R. Murray Schafer, lauréat du Prix Walter-Carsen d’excellence en arts de la scène de 2005 (Photo: Kate Hutchinson)

Histoires d'artistes

C’est un témoignage éloquent en faveur d’une personne quand, pour mesurer celle-ci à des pairs, l’on doit se livrer à l’exercice de remonter aux siècles passés. Tel est pourtant le cas avec R. (Raymond) Murray Schafer, l’un des compositeurs canadiens contemporains les plus connus, que l’on a comparé à Richard Wagner, le légendaire compositeur allemand du XIXe siècle.

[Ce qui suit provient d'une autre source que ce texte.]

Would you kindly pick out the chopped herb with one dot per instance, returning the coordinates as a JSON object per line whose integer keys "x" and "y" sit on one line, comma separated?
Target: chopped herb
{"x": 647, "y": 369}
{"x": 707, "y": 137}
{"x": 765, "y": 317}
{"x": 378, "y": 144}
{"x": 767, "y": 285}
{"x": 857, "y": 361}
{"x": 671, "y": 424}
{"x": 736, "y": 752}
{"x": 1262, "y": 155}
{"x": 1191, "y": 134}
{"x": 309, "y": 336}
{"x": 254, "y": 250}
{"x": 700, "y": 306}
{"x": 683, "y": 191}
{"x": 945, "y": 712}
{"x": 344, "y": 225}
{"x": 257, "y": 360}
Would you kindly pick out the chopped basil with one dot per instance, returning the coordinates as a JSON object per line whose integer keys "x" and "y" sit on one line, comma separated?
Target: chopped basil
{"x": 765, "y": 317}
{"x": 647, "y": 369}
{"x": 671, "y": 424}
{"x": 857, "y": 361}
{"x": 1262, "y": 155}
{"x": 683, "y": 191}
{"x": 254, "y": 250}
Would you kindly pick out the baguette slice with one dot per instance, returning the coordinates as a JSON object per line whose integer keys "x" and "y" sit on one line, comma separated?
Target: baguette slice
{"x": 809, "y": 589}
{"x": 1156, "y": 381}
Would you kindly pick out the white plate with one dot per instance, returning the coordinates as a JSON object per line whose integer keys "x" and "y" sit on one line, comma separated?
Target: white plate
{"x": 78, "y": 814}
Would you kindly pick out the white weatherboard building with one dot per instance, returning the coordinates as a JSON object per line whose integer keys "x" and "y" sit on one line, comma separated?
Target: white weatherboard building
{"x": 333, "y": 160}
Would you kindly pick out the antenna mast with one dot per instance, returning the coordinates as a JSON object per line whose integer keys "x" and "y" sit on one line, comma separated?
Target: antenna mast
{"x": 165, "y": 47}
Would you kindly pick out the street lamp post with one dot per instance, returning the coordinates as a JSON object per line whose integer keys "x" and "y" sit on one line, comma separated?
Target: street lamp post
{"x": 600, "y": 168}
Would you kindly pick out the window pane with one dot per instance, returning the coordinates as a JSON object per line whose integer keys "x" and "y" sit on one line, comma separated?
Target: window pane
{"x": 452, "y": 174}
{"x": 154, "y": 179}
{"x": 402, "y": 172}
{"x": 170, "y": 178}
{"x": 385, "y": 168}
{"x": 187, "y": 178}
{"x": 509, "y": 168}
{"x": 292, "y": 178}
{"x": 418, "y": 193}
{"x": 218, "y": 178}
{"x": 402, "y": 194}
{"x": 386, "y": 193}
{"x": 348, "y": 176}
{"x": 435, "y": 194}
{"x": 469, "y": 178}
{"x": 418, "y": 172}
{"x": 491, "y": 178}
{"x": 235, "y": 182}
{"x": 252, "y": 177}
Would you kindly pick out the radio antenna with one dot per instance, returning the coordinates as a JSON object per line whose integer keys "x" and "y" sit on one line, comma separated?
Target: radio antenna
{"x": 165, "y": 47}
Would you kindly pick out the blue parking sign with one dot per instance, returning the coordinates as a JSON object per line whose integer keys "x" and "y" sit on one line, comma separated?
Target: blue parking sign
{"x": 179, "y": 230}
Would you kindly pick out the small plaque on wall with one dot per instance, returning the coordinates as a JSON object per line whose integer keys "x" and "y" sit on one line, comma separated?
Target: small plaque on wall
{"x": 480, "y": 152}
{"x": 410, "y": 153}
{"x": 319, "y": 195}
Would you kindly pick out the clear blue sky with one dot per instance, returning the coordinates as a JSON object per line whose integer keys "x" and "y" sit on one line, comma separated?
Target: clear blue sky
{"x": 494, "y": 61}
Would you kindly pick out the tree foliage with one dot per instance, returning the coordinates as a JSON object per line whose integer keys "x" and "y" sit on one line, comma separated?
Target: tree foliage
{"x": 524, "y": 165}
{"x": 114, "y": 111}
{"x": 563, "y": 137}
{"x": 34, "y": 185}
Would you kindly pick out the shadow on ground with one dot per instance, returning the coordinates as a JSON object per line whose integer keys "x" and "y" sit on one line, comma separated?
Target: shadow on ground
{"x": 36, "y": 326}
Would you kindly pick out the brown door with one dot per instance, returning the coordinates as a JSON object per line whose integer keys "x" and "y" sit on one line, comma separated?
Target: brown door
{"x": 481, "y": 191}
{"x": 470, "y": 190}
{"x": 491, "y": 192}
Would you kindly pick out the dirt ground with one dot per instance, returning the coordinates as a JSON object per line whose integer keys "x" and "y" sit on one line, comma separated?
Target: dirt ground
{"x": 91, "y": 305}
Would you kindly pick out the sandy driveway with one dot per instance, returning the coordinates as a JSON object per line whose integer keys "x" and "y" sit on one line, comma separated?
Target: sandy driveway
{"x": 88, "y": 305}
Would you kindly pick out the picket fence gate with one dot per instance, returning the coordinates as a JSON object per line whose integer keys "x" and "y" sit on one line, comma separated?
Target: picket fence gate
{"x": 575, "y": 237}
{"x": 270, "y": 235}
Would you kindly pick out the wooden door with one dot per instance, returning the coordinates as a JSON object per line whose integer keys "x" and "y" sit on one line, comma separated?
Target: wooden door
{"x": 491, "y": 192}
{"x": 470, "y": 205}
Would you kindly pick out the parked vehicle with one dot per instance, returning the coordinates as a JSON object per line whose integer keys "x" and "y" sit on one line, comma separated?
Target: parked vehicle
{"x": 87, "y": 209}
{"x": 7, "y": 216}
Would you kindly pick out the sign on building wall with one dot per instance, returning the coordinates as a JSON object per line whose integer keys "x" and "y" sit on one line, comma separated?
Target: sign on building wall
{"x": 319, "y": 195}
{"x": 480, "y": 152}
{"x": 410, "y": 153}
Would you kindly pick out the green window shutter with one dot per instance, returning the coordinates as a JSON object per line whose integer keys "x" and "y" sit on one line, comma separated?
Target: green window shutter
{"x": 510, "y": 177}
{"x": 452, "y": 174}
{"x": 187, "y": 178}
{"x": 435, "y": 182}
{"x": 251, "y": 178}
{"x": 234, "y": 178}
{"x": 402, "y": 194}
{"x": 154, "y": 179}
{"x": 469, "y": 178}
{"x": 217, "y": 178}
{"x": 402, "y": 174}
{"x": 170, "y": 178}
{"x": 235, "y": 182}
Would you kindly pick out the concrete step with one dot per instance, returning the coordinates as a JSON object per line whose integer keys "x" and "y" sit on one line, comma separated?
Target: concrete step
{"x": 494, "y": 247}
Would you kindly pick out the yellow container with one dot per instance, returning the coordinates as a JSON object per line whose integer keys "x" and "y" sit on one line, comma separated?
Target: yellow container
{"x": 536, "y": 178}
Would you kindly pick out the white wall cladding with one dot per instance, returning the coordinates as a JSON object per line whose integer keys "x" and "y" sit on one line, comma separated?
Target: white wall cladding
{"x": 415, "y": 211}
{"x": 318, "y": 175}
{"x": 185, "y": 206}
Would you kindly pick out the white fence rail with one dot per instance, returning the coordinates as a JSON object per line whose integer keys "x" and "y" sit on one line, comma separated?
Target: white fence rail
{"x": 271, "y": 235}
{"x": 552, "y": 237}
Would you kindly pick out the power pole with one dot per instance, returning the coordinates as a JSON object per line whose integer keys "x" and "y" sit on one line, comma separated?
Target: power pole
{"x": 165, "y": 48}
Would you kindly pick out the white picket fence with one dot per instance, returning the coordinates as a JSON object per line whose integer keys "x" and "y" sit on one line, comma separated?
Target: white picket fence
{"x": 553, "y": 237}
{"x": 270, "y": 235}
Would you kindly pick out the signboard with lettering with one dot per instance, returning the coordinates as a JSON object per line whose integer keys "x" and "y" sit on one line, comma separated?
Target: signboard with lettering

Ainsi que le faisait récemment remarquer le journaliste Colin Eatock du New York Times, Wagner a son Bayreuth, en Bavière, là même où, dans un théâtre spécialement construit à cet effet, est représentée, au cours de quatre soirées consécutives, sa tétralogie Der Ring des Nibelungen (L’Anneau du Nibelung). Pour son œuvre monumentale, Patria (« patrie » en latin), Schafer dispose, quant à lui, des quelque 60 000 acres de la forêt et de la réserve faunique d’Haliburton, en Ontario, un territoire qui appartient au protecteur de l’environnement Peter Schleifenbaum.

Ce cycle musicothéâtral de 12 œuvres — dont Schafer a amorcé la composition au milieu des années n1960, Patria (www.patria.org) « repousse les limites associées à la fois à la danse et au théâtre », et confirme que le compositeur est, pour reprendre les termes d’Eatock, « un visionnaire mystique qui appartient à une catégorie artistique à part, née de sa propre création ».

Alors que Wagner s’était concentré sur l’ancienne mythologie scandinave et germanique pour concevoir sa Tétralogie (dont l’écriture a aussi exigé des années de travail), Schafer a consacré les quatre dernières décennies à l’élaboration d’une vision multisensorielle qu’il appelle de « l’art éco ».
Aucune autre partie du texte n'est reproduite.